In un testo del 1956, Furore Simbolo Valore, Ernesto De Martino scrive: «La vita religiosa tradizionale ha perso autorità nel mondo moderno, mentre la democrazia laica, con i suoi ideali mondani, non riesce a colmare il vuoto lasciato dalla religione e a sostituirsi a essa con forme istituzionali di efficacia sociale e psicologica equivalente… gli individui non trovano ancora nella società i modi adatti per partecipare attivamente all’esperienza morale che alimenta la democrazia laica, e per sentirsi protagonisti del suo destino».

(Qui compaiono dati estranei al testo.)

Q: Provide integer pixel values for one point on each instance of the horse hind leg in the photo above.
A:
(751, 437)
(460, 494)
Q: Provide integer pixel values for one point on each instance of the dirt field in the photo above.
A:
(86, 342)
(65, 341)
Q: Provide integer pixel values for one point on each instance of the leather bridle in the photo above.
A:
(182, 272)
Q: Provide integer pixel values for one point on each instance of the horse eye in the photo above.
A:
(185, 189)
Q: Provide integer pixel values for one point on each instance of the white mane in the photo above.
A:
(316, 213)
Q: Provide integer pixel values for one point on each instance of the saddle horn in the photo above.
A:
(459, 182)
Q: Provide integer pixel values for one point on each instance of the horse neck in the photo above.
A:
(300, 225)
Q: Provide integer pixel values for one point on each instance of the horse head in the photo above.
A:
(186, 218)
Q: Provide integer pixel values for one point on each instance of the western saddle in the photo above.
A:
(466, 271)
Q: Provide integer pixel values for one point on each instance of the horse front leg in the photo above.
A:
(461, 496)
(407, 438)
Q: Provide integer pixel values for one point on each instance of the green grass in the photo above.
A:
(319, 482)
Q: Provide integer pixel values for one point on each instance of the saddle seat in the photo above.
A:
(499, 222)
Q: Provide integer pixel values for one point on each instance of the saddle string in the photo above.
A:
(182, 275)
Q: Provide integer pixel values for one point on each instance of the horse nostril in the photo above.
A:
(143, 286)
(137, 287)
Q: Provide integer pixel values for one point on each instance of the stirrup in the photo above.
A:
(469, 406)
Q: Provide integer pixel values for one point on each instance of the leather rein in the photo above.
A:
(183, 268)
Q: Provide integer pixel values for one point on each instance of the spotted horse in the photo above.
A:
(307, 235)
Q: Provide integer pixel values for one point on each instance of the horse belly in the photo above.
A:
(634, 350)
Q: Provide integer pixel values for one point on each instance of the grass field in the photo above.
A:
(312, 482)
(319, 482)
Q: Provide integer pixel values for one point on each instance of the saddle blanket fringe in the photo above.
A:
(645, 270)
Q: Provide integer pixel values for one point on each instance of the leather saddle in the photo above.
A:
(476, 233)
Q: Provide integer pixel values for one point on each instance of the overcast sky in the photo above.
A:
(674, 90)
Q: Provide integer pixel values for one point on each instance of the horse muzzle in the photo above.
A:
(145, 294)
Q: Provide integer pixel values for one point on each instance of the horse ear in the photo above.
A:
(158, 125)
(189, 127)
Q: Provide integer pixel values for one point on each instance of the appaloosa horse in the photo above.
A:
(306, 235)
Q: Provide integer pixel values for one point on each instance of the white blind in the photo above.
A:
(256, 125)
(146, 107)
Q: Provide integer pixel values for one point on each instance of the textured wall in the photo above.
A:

Il “boldrinismo”, moralismo istituzionale, è scambiare l’esperienza morale della partecipazione alla democrazia laica, con l’acquiescenza verso il moralismo sociale – «Cinquecentomila cittadini ce l’hanno chiesto!». Non ne è la causa, certo, ma ne fa sistema. L’arretratezza della nostra società – il suo non essere al passo, l’aver ecceduto nel tempo, l’aver vissuto sopra i propri mezzi – sarebbe da colmare con l’asciuttezza moralista delle istituzioni.
Credo ci sia più d’un nesso tra il boldrinismo e l’incedere accelerato del presidente del Consiglio, Renzi, tra il moralismo e l’efficacia. Renzi, da fiorentino rottamatore della repubblica, savonaroliano, l’ha colto. La Boldrini, non saprei.